We think creating more safety-driven startups will both increase capital availability in the short-term (as more funding might be available for for-profit investments than non-profit donations) and in the long-term (as those companies succeed and have money to invest and create technically skilled and safety-motivated employees who have the resources to themselves be investors or donors for other projects). The creation of teams that have successfully completed projects together–organizational capital–will also better prepare the ecosystem to respond to new challenges as they arise. The organic structures formed by market systems allow for more dynamic and open allocation of people and resources to solve problems as they arise.
We also think that it is possible that alignment research will benefit from and perhaps even require significant resources that existing orgs may be too hesitant to spend. OpenAI, for example, never allocated the resources it promised to its safety team, and it has received pressure from corporate partners to be more risk-averse investing in R&D after Microsoft execs were disappointed by Arrakis. A model where investors speculatively fund those experiments and receive outsized rewards if they turn out to be useful will better incentivize the level of exploration that may be necessary for evaluating neglected approaches and ultimately solving alignment.
Many projects benefit from being structured as for-profits instead of as nonprofits. The feedback loops and incentive structures inherent to businesses can uniquely motivate and direct efforts. For-profit setups often demonstrate higher productivity and economic efficiency, driven by financial incentives that encourage rigor and innovation. This environment also fosters an ownership mentality, where accountability and dedication are prioritized. We expect that reliable and aligned systems will ultimately be most in demand,[4] and so contributions to the alignment problem should unlock significant economic benefits from utilization of AI—which in turn will accrue in part to people who contribute to those alignment contributions. In this sense, by channeling healthy self-interest into meaningful technical advances, for-profits can effectively advance alignment objectives while simultaneously achieving significant personal and societal impact.

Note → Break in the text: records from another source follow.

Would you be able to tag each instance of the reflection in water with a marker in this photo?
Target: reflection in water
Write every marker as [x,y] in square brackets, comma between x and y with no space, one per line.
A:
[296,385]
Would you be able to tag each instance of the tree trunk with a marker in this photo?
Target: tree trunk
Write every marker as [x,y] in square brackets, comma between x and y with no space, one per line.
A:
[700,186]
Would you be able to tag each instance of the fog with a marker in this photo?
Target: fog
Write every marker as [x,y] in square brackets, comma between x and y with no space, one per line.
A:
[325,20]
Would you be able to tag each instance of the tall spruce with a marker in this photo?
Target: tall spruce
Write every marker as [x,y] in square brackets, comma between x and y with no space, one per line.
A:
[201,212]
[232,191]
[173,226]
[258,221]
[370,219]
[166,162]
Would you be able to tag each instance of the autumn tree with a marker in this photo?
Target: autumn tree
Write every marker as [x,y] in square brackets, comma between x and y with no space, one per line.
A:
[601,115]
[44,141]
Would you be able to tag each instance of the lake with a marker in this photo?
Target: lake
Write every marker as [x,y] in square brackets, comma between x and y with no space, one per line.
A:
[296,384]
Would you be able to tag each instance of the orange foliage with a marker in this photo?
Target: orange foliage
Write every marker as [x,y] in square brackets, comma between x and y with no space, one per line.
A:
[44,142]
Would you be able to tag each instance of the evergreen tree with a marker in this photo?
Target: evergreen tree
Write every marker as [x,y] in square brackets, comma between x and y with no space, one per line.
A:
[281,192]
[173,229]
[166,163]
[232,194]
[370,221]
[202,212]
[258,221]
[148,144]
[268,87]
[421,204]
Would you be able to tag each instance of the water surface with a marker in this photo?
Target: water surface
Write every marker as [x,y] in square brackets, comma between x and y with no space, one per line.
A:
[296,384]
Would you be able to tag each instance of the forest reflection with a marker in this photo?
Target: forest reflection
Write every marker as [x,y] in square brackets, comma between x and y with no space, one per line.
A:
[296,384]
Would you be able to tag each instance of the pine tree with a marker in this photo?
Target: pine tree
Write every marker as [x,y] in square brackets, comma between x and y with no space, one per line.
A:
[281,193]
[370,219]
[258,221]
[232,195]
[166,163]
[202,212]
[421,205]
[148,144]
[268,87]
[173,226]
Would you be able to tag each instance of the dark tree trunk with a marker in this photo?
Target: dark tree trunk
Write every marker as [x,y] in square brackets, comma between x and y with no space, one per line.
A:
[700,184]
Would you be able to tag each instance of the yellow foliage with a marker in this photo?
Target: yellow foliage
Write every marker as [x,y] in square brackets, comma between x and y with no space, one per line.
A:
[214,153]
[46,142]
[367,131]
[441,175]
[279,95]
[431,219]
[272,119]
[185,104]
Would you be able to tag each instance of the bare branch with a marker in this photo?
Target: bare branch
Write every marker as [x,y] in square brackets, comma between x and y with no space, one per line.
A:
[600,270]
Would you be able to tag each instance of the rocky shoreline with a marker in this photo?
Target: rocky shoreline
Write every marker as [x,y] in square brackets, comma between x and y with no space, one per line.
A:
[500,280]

If the whole problem is too big for you to know whether or not you’re making progress, consider working on a problem that’s smaller and using what your customers think about it as your feedback signal.[5] For example, we think a system where organizations that aren’t directly tackling alignment, but instead providing support to organizations that are, are organized as businesses that can survive off of revenues are more likely to lead to optimal allocations than situations where support organizations are spending other people’s money.[6]
Another way to put this is: if you’re considering applying to work at an AI lab to help with AI safety, consider instead trying to build the most ambitious company you can that will help with AI safety. However, to start, consider building an idea that seems more like a joke than the grand solution to everything, as many ideas develop with work and the humor might be pointing to something real. The biggest startups often start out looking like fun little experiments. If you think you have a shot at succeeding, we think you should give it a real try because the expected value for success can be very high. The expectation with startups for alignment should be: “most will fail, but the ones that succeed will be hugely impactful.”
Expanding now prepares well for the future
We suspect many billions in funding may go towards AI Alignment R&D[7] over the next decade. At minimum, Open Philanthropy itself is looking to double its Global Catastrophic Risks funding over the next few years. The more viable candidates there are for funding, the better the outcomes, and the more alignment-focused the candidates, the larger the alignment ecosystem—maximizing value for mitigating AI risks and solving the alignment problem itself. We should be skating to where the puck is going to be in terms of funding opportunities and technical capacities, and we think those who care most about alignment should be trying hard to meaningfully upskill and found startups to make the most of this potential near-future opportunity.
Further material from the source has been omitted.